From ABC's This Week, regular and former Bushie Matthew Dowd weighs in on the panel discussion on wingnut Nevada rancher Cliven Bundy and the racist remarks this weekend by NBA owner Donald Sterling and blames the backlash on their remarks on the two of them being "out of the mainstream."

They may be "out of the mainstream" when it comes to a majority of the public, but they're exactly who the Republicans have been pandering to for decades on end now. They just made the mistake of saying what they actually believe out loud and where someone was recording them.
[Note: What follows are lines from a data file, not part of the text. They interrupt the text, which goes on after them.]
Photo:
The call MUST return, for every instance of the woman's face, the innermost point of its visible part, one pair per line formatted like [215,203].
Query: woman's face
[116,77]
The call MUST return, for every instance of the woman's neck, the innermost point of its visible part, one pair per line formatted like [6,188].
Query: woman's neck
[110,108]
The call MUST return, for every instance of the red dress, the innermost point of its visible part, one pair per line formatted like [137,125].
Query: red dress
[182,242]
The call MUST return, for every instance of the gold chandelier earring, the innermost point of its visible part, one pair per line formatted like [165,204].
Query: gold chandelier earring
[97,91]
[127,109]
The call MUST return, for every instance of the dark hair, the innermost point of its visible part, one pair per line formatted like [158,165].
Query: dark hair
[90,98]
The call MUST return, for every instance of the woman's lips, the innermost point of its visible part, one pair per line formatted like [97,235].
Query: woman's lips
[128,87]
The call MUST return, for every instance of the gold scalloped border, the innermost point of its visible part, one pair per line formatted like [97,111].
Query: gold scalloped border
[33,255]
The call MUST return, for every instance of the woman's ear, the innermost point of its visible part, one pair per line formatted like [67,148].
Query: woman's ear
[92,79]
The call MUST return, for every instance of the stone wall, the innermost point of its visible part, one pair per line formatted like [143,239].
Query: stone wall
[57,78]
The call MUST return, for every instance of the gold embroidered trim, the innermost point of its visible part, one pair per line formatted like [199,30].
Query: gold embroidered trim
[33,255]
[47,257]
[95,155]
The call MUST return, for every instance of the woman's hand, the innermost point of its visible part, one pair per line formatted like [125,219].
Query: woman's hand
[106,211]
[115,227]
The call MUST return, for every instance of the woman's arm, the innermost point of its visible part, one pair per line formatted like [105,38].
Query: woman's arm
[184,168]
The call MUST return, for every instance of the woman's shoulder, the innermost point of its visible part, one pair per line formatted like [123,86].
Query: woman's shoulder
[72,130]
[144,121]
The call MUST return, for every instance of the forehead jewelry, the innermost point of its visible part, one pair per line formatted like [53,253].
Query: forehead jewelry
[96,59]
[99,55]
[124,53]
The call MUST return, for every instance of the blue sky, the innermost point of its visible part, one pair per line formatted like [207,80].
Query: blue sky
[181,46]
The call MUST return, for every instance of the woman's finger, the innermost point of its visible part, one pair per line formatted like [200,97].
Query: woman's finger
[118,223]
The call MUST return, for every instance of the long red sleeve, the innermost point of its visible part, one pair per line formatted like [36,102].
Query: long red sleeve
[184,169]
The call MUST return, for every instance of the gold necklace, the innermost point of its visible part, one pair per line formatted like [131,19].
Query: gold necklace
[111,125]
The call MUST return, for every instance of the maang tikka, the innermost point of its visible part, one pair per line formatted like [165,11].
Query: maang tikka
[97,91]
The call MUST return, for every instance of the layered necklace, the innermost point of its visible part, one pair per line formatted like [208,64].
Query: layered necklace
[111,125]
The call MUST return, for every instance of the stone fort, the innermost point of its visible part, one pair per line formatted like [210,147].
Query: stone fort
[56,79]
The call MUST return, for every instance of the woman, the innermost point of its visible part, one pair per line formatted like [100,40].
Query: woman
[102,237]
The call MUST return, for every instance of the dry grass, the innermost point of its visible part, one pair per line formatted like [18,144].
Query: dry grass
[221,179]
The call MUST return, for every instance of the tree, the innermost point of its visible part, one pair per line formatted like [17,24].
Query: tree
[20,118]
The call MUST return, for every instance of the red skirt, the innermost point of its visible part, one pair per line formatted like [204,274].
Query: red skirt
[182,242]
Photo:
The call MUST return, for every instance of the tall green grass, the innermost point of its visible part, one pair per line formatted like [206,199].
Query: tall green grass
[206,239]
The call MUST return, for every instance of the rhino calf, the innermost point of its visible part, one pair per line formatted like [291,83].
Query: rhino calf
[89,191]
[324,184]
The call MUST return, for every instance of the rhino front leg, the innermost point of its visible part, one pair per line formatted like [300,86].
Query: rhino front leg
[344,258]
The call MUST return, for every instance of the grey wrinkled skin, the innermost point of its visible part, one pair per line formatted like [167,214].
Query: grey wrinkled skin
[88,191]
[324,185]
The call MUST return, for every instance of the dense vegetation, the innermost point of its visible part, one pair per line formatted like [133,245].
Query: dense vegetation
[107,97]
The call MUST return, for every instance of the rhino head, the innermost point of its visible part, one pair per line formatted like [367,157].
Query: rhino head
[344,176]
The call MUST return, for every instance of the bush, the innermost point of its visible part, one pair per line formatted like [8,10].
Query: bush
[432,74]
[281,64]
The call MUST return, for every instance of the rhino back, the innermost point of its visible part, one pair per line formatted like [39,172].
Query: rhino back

STEPHANOPOULOS: Cliven Bundy. You know, I'm glad you said that, because I want to bring that up as well. He's of course the ranger Cliven Bundy of Nevada who had a lot of support for his anti-government stance on federal grazing until he gave this interview that was reported first by the New York Times. Listen to this.

(BEGIN VIDEO CLIP)

CLIVEN BUNDY, RANCHER: They put the young men in jail, because they never learned how to pick cotton. And I've often wondered, are they better off as slaves picking cotton and having a family life and doing things, or are they better off under government subsidy?

(END VIDEO CLIP)

STEPHANOPOULOS: You know, you shake your heard when you first hear it, Matthew Dowd, so many Republicans immediately who had been rallying in part to Bundy just refuted him immediately, said we want no part of this. But he does seem to be tapping in, not with the racist comments, but with his overall stance, into something going on in the country out there.

DOWD: Well, first, this is when you have a problem when you adopt a man and you don't adopt the message. And I think that when they adopted a man who was the wrong man, obviously, and turns out to be sort of totally out of the main -- way out of the mainstream out on this, just like the owner of the L.A. Clippers, which actually kind of makes me think of Michael Panetta, the guy who had the tar -- that put in the tar in the baseball, he was big in baseball, is that people will trial rate some like things, but when you go so flagrant in stuff like this that the country just doesn't tolerate them. Both of these guys were totally out of the mainstream, what out on this.

But it does say something about the country that though we have an African-American president this stuff still goes on.

It says what most of us have known since we saw Republicans lose their mind on the day President Obama was first elected -- that electing a black president in no way, shape or form ever meant that racism was dead in the United States.